This story was originally published by ArtsATL.
Poets Ilya Kaminsky and Katie Farris, two former Atlantans who are married, will give a reading of their work at The Breman Museum April 18 at 7 p.m. in a program that coincides with Yom HaShoah (Holocaust Remembrance Day).
Kaminsky was the Bourne Chair in Poetry at Georgia Tech before he joined the faculty of Princeton University earlier this year. Farris, who is fighting breast cancer, taught literature at Georgia Tech and now is a visiting associate professor at Princeton.
A native of Ukraine, Kaminsky has emerged as an important voice on the Russian invasion of his homeland. His poem, “We Lived Happily During the War,” went viral after the invasion and the collection it comes from, Deaf Republic, was a finalist for the 2019 National Book Award in poetry.
He was named by the BBC as one of the “12 artists that changed the world” in 2019.
“History is lying there in the middle of the street, behind yellow police tape. Showing us who we are,” Kaminsky told ArtsATL in 2021. “How do I address this, as a lyric poet? Do lyric poets address such things? What is silence? We speak against silence, but it is silence that moves us to speak. I am not a documentary poet; I am a fabulist. And, yet, the world pushes through, the reality is everywhere.”
Farris has a new collection of poetry, Standing in the Forest of Being Alive, and both authors will do a book signing following their reading. The event, which also be live-streamed via Zoom, is free but registration is required.

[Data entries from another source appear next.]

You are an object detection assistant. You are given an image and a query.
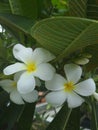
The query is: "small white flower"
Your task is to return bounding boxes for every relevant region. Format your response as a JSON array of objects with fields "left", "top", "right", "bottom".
[
  {"left": 93, "top": 92, "right": 98, "bottom": 101},
  {"left": 0, "top": 73, "right": 38, "bottom": 104},
  {"left": 45, "top": 64, "right": 96, "bottom": 108},
  {"left": 4, "top": 44, "right": 55, "bottom": 93}
]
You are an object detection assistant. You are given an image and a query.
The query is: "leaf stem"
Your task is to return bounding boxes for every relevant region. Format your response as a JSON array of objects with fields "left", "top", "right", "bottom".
[
  {"left": 91, "top": 97, "right": 98, "bottom": 130},
  {"left": 62, "top": 109, "right": 72, "bottom": 130}
]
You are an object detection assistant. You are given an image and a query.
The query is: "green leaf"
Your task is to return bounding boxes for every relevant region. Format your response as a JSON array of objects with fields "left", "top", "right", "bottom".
[
  {"left": 32, "top": 17, "right": 98, "bottom": 59},
  {"left": 46, "top": 104, "right": 80, "bottom": 130},
  {"left": 9, "top": 0, "right": 38, "bottom": 19},
  {"left": 68, "top": 0, "right": 88, "bottom": 17},
  {"left": 0, "top": 13, "right": 34, "bottom": 42},
  {"left": 0, "top": 2, "right": 11, "bottom": 13},
  {"left": 85, "top": 44, "right": 98, "bottom": 70},
  {"left": 66, "top": 0, "right": 98, "bottom": 19},
  {"left": 0, "top": 13, "right": 34, "bottom": 34},
  {"left": 17, "top": 103, "right": 35, "bottom": 130},
  {"left": 91, "top": 97, "right": 98, "bottom": 130},
  {"left": 0, "top": 103, "right": 23, "bottom": 130},
  {"left": 9, "top": 0, "right": 51, "bottom": 20}
]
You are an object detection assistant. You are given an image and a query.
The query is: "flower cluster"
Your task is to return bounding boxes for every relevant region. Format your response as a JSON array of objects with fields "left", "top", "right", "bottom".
[
  {"left": 0, "top": 44, "right": 96, "bottom": 108},
  {"left": 0, "top": 44, "right": 55, "bottom": 104}
]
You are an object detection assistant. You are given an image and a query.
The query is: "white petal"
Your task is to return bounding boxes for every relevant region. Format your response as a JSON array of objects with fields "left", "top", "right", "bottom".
[
  {"left": 93, "top": 92, "right": 98, "bottom": 101},
  {"left": 67, "top": 92, "right": 84, "bottom": 108},
  {"left": 14, "top": 71, "right": 24, "bottom": 82},
  {"left": 46, "top": 91, "right": 66, "bottom": 106},
  {"left": 35, "top": 78, "right": 41, "bottom": 87},
  {"left": 33, "top": 63, "right": 55, "bottom": 81},
  {"left": 64, "top": 64, "right": 82, "bottom": 83},
  {"left": 13, "top": 44, "right": 26, "bottom": 60},
  {"left": 45, "top": 74, "right": 67, "bottom": 90},
  {"left": 21, "top": 90, "right": 38, "bottom": 103},
  {"left": 3, "top": 63, "right": 26, "bottom": 75},
  {"left": 74, "top": 78, "right": 96, "bottom": 96},
  {"left": 10, "top": 90, "right": 24, "bottom": 104},
  {"left": 0, "top": 79, "right": 14, "bottom": 93},
  {"left": 17, "top": 72, "right": 35, "bottom": 94},
  {"left": 15, "top": 48, "right": 33, "bottom": 64},
  {"left": 33, "top": 48, "right": 55, "bottom": 64}
]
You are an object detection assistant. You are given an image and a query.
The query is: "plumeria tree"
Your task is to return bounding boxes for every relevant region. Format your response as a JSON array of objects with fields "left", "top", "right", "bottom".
[{"left": 0, "top": 0, "right": 98, "bottom": 130}]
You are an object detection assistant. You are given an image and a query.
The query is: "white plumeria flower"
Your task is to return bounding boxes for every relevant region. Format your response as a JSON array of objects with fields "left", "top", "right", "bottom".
[
  {"left": 4, "top": 44, "right": 55, "bottom": 93},
  {"left": 45, "top": 64, "right": 96, "bottom": 108},
  {"left": 0, "top": 73, "right": 38, "bottom": 104}
]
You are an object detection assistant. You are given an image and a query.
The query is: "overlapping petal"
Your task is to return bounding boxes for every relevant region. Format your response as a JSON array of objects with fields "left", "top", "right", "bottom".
[
  {"left": 33, "top": 63, "right": 55, "bottom": 81},
  {"left": 67, "top": 92, "right": 84, "bottom": 108},
  {"left": 21, "top": 90, "right": 38, "bottom": 103},
  {"left": 3, "top": 62, "right": 26, "bottom": 75},
  {"left": 10, "top": 90, "right": 24, "bottom": 104},
  {"left": 33, "top": 48, "right": 55, "bottom": 64},
  {"left": 0, "top": 79, "right": 15, "bottom": 93},
  {"left": 64, "top": 64, "right": 82, "bottom": 84},
  {"left": 17, "top": 72, "right": 35, "bottom": 94},
  {"left": 74, "top": 78, "right": 96, "bottom": 96},
  {"left": 46, "top": 91, "right": 67, "bottom": 107},
  {"left": 14, "top": 48, "right": 33, "bottom": 64},
  {"left": 45, "top": 74, "right": 67, "bottom": 91}
]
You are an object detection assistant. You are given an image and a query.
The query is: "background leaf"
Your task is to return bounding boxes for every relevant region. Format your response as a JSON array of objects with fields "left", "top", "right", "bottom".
[
  {"left": 32, "top": 17, "right": 98, "bottom": 59},
  {"left": 46, "top": 104, "right": 80, "bottom": 130}
]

“On Yom HaShoah, as we remember and mourn the six million European Jews lost amid the horrors of the Holocaust, the Breman will also take measure of contemporary struggles, both political and personal,” Breman Executive Director Leslie Gordon said in a press release. “Poets can help us make sense and, as Ilya Kaminsky has said is his mission, to witness and share ‘lyricism in the whirl of our griefs.’”
The Breman also will help present the 58th annual Yom HaShoah Commemoration at 11 a.m. Sunday at the “Memorial to the Six Million” monument at Greenwood Cemetery. The featured speaker will be Holocaust survivor Ilse Eichner Reiner, who as a child in Czechoslovakia was sent to the ghetto and then Theresienstadt concentration camp. She was one of only 100 of 15,000 child prisoners who survived the camp.
That same day, the Breman Museum’s exhibition “Absence of Humanity: The Holocaust Years, 1933-1945″ will be open free to the public from 11 a.m. to 4 p.m.
POETRY READING
Ilya Kaminsky and Katie Farris
7 p.m. April 18. Free; register required. The Breman Museum, 1440 Spring St. NW, Atlanta. thebreman.org.